- [p. 19] "Miss Tick was a sort of witch-finder"
A neat reversal of the Roundworld witch-finder concept (in the same vein as the Witch Trials). See the annotation for p. 109 of Good Omens .
- [p. 39] "Kelda Jeannie was from the Long Lake clan, up in the mountains -- and they did write things down."
This could well be the Nac Mac Feegle clan from Carpe Jugulum. The lake they settled at wasn't actually named but, looking at the Lancre Mapp, it certainly is long. And they do indeed write things down: "We of the Nac Mac Feegle are a simple folk, but we write verra comp-lic-ated documents".
- [p. 47] "'There can only be one, is that not so?'"

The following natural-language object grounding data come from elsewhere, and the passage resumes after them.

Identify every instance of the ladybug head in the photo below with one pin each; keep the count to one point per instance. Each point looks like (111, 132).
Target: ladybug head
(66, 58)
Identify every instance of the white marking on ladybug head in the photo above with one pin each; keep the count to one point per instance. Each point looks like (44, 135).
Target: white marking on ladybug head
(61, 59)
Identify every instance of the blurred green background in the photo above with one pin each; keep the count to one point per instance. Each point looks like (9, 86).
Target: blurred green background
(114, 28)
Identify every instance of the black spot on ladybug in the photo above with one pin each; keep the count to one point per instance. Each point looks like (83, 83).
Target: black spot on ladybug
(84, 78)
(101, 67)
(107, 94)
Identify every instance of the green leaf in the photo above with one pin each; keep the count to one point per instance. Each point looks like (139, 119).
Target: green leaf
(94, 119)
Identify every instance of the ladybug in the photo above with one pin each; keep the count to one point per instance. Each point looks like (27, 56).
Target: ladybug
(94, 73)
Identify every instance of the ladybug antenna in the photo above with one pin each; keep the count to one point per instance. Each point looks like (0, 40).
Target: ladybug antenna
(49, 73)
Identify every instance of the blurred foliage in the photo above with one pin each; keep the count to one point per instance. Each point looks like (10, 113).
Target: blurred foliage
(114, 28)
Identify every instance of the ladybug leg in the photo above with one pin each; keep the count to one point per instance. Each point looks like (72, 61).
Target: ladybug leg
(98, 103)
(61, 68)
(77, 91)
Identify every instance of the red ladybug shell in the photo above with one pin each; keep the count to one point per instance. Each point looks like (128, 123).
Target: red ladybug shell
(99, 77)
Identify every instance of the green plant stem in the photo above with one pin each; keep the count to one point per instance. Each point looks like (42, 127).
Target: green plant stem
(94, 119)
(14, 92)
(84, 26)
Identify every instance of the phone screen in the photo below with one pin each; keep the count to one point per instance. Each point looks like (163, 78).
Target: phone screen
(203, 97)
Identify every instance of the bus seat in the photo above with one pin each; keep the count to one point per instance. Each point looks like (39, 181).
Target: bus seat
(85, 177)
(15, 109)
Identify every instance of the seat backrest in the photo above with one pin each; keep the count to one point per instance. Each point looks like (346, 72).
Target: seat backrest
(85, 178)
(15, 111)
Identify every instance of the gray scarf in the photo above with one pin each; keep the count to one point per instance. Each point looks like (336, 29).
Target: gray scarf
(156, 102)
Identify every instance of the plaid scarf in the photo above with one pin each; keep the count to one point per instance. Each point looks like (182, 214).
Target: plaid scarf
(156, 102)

Highlander, again. See the annotation for p. 6 of Carpe Jugulum .
- [p. 52] "'It's a shamble'"
On Roundworld, the word shamble has no magical connotations, as far as I know. The thing Miss Tick has created would probably be called a focus, or a talisman, or perhaps, somewhat misguidedly, a dream catcher.
- [p. 73] "a dobby stone"
The idea that stones with holes in them are magical first appeared in Guards! Guards! On the Discworld, they were first called 'dobby stones' in the Thieves' Guild Diary, after a con-man called Dobby Stone.
Here on Roundworld, 'dobby stones' are hollow stones with a hole in the top, into which are poured offerings of milk to spirits. In Scotland they did something similar, offering milk to Gruac, a goddess who watched over cattle.
Stones with holes are generally considered lucky, and are sometimes called hagstones. There are also slightly different stones with holes called brownie stones (a dobby is another name for a brownie). Which brings us back to the Nac Mac Feegle.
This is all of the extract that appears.